# Alternatives to ftp for remote file access?



## Regicide

I recently set up a backup server for multiple people. I want them to be able to upload/download files easily (they all use Windows -- lame I know). I currently am using FTP but it has come to my attention that FTP send usernames and password in plain text. So, I used SSL/TSL with the ftp server. But, then the users complained that they had to use Filezilla instead of standard windows explorer.

My question is: is there a SECURE/ENCRYPTED protocol that is native to windows explorer that I can set up on my linux box for remote file administration?

My system is Gentoo Linux 2007.0 AMD64 and am currently using vsftpd as my FTP server.


----------



## ghostdog74

you can use SSH, but then again, you want a native solution? that means you can't install SSH right? how about using SAMBA? Install SAMBA on your Gentoo system, share and assign necessary permissions to the folders, then your user can map to your server to deposit files...


----------



## Regicide

Wow, I have no idead why SAMBA never crossed my mind... Thanks for the info.


----------



## fenderfreek

You can also use SFTP, which is basically FTP tunneled over SSH. It usually requires a special client - on Linux it's SSHFS, on WIndows, you can use something like Webdrive.

It gives you the rock solid encryption of SSH, with the ease of FTP. Try something like WebDrive, and see how it works. Webdrive will give you a virtual drive letter for any FTP, WebDAV, or SFTP resource that you can connect to.

Webdrive costs, but I'm sure there are free SFTP clients for Windows. I just have a license for Webdrive so that's what I use.


----------



## Squashman

fenderfreek said:


> You can also use SFTP, which is basically FTP tunneled over SSH. It usually requires a special client - on Linux it's SSHFS, on WIndows, you can use something like Webdrive.
> 
> It gives you the rock solid encryption of SSH, with the ease of FTP. Try something like WebDrive, and see how it works. Webdrive will give you a virtual drive letter for any FTP, WebDAV, or SFTP resource that you can connect to.
> 
> Webdrive costs, but I'm sure there are free SFTP clients for Windows. I just have a license for Webdrive so that's what I use.
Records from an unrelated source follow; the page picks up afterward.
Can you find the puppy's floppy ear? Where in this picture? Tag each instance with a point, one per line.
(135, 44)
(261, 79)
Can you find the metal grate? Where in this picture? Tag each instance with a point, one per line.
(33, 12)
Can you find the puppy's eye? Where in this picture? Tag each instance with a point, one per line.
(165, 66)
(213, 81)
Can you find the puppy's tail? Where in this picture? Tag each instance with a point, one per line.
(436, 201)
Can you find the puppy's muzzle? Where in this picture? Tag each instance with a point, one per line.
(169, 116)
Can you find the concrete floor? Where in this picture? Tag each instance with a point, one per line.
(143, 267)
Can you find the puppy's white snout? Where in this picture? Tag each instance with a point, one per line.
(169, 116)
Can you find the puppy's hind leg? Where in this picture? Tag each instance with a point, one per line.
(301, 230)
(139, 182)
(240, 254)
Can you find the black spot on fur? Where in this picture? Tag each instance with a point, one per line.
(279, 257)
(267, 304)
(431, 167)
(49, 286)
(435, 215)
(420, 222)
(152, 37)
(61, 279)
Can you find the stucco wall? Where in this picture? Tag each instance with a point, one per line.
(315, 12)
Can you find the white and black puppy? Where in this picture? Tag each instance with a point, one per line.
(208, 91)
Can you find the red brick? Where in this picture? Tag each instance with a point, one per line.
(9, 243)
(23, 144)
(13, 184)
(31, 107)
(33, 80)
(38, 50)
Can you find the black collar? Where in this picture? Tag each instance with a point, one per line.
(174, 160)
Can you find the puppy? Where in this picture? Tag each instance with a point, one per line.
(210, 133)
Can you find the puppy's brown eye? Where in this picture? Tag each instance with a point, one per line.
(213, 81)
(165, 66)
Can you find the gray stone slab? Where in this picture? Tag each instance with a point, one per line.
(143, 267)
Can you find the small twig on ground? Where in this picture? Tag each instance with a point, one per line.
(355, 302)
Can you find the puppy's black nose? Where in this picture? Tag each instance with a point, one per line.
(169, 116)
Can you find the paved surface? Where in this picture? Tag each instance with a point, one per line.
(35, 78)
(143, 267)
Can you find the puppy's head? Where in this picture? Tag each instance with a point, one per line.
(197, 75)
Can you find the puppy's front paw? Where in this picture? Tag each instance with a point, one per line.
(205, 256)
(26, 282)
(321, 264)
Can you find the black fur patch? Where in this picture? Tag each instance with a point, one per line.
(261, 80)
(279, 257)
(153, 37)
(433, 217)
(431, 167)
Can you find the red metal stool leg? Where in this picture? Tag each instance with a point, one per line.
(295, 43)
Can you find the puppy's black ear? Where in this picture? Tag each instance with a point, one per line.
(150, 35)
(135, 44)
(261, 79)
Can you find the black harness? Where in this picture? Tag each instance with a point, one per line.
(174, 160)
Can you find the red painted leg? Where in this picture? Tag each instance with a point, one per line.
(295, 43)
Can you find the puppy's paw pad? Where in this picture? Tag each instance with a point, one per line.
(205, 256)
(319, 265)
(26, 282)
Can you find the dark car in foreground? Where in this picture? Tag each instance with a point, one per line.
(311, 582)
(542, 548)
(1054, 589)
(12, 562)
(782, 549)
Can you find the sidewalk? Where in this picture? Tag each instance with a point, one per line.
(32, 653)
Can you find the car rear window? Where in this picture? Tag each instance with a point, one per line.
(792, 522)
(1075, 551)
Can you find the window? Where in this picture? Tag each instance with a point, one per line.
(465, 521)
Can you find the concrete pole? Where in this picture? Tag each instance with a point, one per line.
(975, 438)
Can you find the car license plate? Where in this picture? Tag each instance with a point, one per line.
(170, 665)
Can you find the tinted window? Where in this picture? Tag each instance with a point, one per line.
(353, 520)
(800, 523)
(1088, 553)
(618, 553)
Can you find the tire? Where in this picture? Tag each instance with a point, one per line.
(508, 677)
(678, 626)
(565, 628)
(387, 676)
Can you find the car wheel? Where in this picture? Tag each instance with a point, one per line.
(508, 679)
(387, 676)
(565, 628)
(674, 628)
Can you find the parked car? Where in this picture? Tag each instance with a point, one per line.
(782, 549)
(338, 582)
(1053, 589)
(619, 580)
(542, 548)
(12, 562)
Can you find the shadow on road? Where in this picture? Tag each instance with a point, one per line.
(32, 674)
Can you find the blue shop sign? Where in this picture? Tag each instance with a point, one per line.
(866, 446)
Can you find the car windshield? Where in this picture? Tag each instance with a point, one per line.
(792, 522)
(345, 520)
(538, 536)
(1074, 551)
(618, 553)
FileZilla does SFTP but his users don't seem to like doing that. They want to live in there IE world.


----------



## Vito27

Hi, 
I'm from another planet (Linux/Unix), so I like my tools over there...
Even under windows I try to find my tools and something I find very handy is the commandline pscp :

upload : 
pscp sourcefile [email protected]:/location/destination

download :
pscp [email protected]:/location/destination sourcefile 

both ways it will ask you for the windows password. 
Just google on pscp. 
Thank God we still have a commandline in windows 
Sorry for my latin.
Vito


----------



## Regicide

Thanks for the advice guys. Just in case anyone wonders here's what I ended up doing.

I tried FTP through SSH but it was just too slow as compared to FTP.

Since the computer is behind a router and I am miles away from the server, I couldn't use Samba without setting up a Virtual Private Network. Thus, I decided to use FTP along with SSL. Then I limited the ports to use in passive mode to the 11000 - 11100 and forwarded all of those to the server. And, you have to use a client like Filezilla or the command line SurgeFTP.


----------



## briealeida

If you're interested in setting up an VPN, try OpenVPN:

http://en.wikipedia.org/wiki/OpenVPN
http://openvpn.net/

I use it to tunnel in to home from the University.


----------